Legal certainty in the procedure for disclosing untruths in tax return filings became the core of the dispute between PT BMS and the Directorate General of Taxation (DGT). The dispute arose when the Respondent rejected the recognition of Input Tax from previous period compensations amounting to IDR 62,649,112,577.
The Respondent claimed that the taxpayer's disclosure was submitted after the Notification of Tax Audit Results (SPHP) had been issued, basing its argument on Article 8 paragraph (1) of Government Regulation (PP) Number 74 of 2011. This regulation limits disclosure only until before the SPHP is delivered.
Conversely, the Petitioner argued using Article 8 paragraph (4) of the KUP Law, which allows for disclosure as long as the tax assessment letter has not been issued. Chronologically, PT BMS received the Mail Receipt Evidence (BPS) on May 30, 2018, while the tax assessment letter (SKPN) was only issued on June 4, 2018.
The Board of Judges took a firm stance on the implementation of the hierarchy of laws. Referring to Law Number 12 of 2011, the Board stated that lower regulations (Government Regulations) must not contradict higher regulations (Laws). Since the KUP Law explicitly allows disclosure before a tax assessment letter is issued, the "before SPHP" limitation in PP 74/2011 was deemed unable to void the taxpayer's rights guaranteed by the Law.
This decision has crucial implications for tax litigation, particularly in providing legal protection for taxpayers intending to make voluntary compliance improvements even during the final stages of an audit.
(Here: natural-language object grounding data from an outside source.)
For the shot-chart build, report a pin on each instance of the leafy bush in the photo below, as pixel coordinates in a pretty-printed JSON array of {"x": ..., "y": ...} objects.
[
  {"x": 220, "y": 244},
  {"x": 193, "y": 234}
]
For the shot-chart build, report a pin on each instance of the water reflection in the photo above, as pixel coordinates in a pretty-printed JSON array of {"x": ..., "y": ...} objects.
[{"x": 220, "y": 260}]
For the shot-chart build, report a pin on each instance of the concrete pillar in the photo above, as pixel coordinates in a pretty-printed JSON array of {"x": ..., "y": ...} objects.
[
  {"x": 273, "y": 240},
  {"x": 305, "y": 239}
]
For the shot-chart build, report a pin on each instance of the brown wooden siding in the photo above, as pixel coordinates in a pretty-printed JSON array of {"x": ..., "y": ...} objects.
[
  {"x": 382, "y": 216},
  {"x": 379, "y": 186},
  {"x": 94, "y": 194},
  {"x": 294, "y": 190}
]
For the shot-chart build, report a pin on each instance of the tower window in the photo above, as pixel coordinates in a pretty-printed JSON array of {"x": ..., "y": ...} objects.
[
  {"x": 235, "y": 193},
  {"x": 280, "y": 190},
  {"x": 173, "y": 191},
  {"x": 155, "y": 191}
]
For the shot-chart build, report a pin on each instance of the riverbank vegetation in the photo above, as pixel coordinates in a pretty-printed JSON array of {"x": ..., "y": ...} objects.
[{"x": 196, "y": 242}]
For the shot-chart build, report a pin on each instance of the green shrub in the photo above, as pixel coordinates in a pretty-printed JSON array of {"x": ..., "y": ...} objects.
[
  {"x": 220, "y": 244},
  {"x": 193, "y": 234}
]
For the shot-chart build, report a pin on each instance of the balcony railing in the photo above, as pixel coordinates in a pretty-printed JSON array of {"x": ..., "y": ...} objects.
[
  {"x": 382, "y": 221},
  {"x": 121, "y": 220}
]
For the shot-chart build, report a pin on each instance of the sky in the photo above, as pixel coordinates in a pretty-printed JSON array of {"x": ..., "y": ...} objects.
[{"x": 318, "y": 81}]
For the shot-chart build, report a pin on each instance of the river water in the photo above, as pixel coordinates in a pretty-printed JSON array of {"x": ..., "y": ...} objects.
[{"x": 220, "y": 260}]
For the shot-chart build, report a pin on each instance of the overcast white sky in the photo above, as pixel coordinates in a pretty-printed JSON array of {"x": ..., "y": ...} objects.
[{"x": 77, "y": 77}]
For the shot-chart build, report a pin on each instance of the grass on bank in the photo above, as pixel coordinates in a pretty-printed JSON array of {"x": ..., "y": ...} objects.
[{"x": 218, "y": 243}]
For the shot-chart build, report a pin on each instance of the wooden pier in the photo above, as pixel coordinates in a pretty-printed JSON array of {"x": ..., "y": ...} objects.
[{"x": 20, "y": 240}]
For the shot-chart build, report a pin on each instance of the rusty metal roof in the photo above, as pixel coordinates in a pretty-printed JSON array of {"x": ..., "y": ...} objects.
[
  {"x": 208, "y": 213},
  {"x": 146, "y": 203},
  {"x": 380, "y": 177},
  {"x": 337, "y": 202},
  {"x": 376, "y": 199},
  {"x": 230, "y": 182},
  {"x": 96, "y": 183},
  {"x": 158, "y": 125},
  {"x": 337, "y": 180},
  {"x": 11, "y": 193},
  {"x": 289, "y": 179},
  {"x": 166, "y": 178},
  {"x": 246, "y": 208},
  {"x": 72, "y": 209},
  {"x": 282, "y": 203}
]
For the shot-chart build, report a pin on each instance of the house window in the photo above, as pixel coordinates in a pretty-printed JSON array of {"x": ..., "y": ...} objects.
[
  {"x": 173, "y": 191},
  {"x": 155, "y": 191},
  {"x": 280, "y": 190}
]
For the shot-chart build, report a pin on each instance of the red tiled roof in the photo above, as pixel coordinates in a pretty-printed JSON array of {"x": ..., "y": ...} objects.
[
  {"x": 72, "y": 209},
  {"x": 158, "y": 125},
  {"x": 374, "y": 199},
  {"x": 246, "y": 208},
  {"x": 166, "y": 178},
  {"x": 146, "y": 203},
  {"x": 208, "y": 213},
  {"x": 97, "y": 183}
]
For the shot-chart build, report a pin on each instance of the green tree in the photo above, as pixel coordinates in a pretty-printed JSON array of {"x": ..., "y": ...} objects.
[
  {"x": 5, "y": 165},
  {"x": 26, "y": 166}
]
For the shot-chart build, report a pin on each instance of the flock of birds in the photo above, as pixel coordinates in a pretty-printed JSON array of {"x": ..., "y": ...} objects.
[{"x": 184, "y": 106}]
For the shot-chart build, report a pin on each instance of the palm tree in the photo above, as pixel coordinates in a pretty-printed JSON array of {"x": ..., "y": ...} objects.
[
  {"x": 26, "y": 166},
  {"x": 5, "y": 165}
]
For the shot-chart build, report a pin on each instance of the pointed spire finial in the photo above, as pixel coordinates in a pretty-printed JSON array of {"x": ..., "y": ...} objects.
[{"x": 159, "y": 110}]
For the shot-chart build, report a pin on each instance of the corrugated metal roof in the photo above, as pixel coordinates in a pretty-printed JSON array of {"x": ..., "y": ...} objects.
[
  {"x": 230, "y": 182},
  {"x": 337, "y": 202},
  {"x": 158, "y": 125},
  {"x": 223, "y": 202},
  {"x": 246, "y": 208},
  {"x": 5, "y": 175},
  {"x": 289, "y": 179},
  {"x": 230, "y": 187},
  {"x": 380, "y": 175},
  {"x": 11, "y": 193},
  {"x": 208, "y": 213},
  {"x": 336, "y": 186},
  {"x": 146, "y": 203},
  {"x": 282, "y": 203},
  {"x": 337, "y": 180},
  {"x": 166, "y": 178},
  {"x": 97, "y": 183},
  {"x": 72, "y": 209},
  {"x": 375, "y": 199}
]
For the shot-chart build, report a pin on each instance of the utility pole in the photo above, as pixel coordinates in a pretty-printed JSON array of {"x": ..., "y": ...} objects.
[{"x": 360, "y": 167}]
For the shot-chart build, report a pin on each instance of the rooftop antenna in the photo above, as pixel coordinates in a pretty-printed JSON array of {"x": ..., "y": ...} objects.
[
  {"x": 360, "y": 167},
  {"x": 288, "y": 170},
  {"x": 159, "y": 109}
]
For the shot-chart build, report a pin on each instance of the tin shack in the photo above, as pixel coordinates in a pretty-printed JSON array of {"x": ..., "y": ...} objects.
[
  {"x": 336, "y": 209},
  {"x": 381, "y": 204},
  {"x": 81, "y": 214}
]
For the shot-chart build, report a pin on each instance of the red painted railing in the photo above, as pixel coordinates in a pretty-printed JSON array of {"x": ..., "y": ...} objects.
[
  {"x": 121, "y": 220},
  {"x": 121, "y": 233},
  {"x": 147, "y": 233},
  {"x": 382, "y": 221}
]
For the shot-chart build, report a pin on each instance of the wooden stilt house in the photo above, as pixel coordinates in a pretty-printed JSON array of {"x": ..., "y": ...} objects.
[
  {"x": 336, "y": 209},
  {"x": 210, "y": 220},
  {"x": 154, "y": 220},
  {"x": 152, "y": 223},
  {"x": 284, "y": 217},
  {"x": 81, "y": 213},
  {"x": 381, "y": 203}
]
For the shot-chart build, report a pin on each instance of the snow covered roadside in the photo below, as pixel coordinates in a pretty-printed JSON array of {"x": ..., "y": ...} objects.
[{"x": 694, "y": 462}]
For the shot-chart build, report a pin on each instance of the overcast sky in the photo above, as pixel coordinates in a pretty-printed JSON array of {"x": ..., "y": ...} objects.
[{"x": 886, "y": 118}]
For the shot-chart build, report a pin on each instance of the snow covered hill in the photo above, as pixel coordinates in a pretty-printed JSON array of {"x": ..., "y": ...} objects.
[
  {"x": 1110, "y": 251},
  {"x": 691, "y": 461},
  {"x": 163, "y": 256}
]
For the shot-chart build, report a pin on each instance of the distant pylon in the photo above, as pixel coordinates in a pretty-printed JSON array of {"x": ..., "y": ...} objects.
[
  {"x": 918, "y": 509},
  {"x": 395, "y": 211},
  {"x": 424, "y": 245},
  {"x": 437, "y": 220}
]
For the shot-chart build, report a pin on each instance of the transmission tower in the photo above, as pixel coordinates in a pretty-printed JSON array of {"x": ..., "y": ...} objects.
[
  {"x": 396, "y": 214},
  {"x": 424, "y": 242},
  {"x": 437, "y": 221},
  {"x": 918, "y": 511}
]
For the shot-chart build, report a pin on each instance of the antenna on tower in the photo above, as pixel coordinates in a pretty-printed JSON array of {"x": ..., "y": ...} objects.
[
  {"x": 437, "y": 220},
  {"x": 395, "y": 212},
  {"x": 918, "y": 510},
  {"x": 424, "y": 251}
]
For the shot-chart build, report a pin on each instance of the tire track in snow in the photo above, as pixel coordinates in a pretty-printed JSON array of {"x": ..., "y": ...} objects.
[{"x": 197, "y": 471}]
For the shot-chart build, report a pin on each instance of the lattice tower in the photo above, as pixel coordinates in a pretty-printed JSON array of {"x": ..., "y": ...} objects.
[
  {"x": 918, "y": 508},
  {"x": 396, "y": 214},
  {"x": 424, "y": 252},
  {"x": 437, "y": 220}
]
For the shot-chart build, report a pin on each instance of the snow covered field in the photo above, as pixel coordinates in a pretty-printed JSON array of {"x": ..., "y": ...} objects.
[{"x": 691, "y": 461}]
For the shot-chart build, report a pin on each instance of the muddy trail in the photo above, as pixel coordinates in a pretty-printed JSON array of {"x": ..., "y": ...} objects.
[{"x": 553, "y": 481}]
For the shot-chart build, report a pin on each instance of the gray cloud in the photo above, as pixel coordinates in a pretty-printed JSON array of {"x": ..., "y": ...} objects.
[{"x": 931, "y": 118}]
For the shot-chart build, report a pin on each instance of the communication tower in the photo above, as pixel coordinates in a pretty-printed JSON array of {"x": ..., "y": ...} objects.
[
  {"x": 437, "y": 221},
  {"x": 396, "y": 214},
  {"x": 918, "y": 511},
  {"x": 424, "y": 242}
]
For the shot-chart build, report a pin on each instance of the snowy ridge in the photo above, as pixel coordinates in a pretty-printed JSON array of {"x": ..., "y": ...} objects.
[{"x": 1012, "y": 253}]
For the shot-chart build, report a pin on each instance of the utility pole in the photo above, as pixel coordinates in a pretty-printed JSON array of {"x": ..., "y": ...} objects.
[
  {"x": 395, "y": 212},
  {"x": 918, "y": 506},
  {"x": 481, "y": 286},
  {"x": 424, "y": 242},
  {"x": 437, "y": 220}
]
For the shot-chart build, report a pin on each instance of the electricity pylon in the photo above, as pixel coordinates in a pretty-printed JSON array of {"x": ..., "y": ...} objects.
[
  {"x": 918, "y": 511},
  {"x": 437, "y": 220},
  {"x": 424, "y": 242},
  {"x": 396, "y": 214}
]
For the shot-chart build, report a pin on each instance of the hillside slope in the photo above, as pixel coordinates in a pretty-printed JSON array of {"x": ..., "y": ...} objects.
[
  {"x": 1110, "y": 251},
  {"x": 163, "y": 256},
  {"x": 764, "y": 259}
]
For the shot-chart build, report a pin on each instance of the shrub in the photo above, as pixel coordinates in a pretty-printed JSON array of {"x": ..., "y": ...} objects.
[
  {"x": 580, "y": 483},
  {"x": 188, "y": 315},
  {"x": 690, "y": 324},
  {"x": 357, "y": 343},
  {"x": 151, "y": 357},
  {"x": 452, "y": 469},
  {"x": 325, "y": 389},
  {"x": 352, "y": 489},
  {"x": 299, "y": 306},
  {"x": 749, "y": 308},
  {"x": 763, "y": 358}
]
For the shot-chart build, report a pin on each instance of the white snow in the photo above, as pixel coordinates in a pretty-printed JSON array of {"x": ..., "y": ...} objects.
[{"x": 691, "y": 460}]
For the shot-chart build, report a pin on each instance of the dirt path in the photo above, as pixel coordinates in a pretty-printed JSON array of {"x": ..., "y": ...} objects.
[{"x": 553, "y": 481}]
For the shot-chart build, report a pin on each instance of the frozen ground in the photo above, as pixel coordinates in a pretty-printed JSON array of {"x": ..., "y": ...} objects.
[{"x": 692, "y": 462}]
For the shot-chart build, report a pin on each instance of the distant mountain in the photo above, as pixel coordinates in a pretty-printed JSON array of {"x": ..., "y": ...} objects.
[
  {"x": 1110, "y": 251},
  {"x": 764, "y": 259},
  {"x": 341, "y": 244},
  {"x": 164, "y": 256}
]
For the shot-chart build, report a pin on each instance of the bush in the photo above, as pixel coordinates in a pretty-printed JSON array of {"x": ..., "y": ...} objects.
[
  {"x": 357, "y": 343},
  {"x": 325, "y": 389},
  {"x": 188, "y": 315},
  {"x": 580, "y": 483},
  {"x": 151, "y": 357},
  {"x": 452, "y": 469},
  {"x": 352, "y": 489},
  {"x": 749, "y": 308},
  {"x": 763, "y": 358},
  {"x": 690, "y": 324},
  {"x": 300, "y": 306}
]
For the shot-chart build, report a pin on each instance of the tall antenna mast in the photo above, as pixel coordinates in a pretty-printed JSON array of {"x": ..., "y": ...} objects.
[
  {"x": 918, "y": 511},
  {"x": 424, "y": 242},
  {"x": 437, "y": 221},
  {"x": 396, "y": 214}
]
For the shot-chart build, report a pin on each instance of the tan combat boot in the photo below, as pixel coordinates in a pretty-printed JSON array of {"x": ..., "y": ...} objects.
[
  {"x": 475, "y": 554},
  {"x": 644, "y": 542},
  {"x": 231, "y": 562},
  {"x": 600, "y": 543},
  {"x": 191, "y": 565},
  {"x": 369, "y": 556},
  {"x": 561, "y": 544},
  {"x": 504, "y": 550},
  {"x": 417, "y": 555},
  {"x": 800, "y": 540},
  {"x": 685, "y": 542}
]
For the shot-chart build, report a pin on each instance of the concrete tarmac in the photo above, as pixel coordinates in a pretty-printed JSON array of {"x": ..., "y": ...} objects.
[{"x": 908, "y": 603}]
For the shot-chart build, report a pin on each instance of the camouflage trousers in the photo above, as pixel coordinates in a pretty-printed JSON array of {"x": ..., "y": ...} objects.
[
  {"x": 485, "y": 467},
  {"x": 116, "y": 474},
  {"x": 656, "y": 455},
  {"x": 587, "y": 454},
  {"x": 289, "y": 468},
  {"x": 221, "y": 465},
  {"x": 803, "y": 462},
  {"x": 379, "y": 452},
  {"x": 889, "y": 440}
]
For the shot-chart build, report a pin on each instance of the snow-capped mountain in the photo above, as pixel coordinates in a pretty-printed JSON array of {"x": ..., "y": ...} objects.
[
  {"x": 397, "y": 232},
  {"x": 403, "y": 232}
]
It serves as an important precedent that administrative procedures in implementing regulations must not override the substance of rights regulated at the Statutory Law level.
Conclusion: The Board of Judges granted the entire appeal and canceled the Respondent's correction of the IDR 62.6 billion Input Tax, reaffirming the supremacy of the KUP Law in the national tax system.